Metronome, Offline Processing and Improved Zoning
In every DAW on the market today you will find a metronome. It provides you with a way to (hopefully) keep your timing steady and stay in sync with other tracks as your project rolls along. Most metronomes are rather simple, and they use basic time signature and speed settings. Another feature they will sometimes support is a Tap function for which you can click on a button at a certain tempo, and the speed for which you are striving will be automatically determined. You may think that’s enough for most situations, but the new and improved metronome in Cubase 9.5 is way beyond what I had ever used before.
Several time signature presets are ready for use, but you can also create your own. You can choose the type of sound it will use for the first beat, and the rest of the beats can use something else. For instance, the first beat could be a stick sound and the other beats can use a tambourine. On top of this, you can have it use a different sound on every single beat, and several presets are already included. Using the Accent Editor, it is possible to use one of four different accent levels for every click in a pattern. Instead of just accenting the first beat, maybe you want (for example) to have the first beat be loud, the next beat to be quiet, then use a medium level for the third beat, and a slightly quieter level on the fourth beat. In addition, time signature changes are no longer a problem.

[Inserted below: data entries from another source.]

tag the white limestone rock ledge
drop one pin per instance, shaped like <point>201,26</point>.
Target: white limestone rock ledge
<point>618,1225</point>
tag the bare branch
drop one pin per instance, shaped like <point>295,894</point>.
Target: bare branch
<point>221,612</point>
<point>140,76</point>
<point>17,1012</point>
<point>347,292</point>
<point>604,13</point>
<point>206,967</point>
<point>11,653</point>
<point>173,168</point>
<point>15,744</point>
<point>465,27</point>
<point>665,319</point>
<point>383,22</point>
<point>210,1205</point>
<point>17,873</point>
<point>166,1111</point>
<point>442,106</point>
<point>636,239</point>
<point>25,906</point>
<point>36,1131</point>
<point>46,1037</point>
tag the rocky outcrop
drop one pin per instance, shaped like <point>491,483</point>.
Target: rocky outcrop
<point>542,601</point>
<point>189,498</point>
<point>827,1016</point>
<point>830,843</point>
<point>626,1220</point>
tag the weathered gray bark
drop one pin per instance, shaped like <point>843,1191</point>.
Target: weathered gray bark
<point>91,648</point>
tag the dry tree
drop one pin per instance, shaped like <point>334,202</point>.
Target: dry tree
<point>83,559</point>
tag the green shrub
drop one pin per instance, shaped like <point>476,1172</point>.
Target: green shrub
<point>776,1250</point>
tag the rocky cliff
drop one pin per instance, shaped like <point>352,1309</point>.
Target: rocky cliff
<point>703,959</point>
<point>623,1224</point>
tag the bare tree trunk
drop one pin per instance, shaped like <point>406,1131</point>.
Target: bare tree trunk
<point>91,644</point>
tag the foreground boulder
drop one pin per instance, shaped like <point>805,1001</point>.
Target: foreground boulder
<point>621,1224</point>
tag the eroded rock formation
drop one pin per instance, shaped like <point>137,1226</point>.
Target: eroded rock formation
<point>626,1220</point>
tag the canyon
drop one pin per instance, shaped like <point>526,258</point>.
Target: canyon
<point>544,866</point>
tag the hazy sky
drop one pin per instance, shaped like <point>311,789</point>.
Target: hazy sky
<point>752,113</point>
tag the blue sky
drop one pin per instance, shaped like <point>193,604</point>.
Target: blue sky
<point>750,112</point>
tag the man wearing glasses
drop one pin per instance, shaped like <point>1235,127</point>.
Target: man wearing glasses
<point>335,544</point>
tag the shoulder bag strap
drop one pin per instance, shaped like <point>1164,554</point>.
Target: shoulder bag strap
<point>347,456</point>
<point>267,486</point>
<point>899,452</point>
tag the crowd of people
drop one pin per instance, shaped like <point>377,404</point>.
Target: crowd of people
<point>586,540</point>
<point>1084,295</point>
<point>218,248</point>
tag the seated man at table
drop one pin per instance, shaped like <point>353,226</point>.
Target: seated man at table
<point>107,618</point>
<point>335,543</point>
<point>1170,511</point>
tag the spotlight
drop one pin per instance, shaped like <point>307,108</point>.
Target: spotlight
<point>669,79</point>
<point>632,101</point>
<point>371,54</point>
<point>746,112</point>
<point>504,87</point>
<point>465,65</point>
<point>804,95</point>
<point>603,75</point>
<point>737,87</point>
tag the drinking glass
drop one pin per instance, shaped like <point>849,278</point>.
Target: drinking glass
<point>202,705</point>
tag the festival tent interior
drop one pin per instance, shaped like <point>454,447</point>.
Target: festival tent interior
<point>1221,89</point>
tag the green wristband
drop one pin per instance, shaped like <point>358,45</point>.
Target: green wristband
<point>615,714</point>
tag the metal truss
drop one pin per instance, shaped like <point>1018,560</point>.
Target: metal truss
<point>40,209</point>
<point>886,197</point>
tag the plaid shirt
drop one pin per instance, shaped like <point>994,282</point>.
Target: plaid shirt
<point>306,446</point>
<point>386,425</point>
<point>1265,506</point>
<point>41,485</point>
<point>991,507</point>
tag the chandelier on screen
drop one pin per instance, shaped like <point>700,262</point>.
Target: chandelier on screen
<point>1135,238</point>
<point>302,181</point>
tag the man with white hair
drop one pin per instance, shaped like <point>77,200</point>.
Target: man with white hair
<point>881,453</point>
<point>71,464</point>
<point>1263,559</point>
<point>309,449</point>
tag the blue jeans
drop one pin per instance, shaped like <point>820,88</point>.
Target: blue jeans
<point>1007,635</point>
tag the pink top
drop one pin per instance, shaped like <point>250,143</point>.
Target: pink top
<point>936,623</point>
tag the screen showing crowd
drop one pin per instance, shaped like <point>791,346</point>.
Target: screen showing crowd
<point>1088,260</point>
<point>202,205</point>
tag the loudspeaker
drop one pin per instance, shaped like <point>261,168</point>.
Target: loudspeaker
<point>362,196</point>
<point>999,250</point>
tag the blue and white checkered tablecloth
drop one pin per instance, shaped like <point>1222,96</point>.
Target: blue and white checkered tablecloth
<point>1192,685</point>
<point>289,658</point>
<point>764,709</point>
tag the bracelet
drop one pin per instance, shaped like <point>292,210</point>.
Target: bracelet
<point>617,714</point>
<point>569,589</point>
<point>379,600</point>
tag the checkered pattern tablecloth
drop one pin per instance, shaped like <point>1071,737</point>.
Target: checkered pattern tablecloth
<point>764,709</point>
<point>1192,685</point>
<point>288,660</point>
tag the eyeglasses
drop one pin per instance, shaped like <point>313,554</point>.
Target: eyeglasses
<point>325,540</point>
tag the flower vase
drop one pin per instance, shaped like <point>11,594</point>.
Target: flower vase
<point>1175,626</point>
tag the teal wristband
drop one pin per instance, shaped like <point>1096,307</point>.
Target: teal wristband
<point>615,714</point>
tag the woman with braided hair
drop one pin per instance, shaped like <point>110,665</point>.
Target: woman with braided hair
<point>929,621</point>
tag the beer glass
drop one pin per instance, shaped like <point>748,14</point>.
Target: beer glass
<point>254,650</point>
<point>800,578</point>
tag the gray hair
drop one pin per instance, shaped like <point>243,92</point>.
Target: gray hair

In Cubase 9.5, the metronome will automatically follow along with any time signature changes you have set up in your project.
Enhanced offline processing allows more flexibility and some CPU savings at the same time. Normally you might select a clip and right-click on it to add a plugin to affect the clip, which can take resources away from the CPU if you multiply that many times throughout a project. After selecting a clip (or many audio events) and selecting an offline process to apply compression, delay or other effect, you aren’t stuck with those changes in a destructive way. You can undo the changes one at a time, or can remove all the changes you’ve made. The order of the effects can be switched into a different order if you’d like. The Audition button will let you hear how it sounds with the settings you just applied using a plugin. You are also able to extend the tail of an effect (useful with reverb) if the clip itself isn’t quite long enough. Offline processing can definitely be convenient if your computer is slightly older, or even if you’re getting close to maxing out your newer/faster system that just happens to include loads of tracks and effects.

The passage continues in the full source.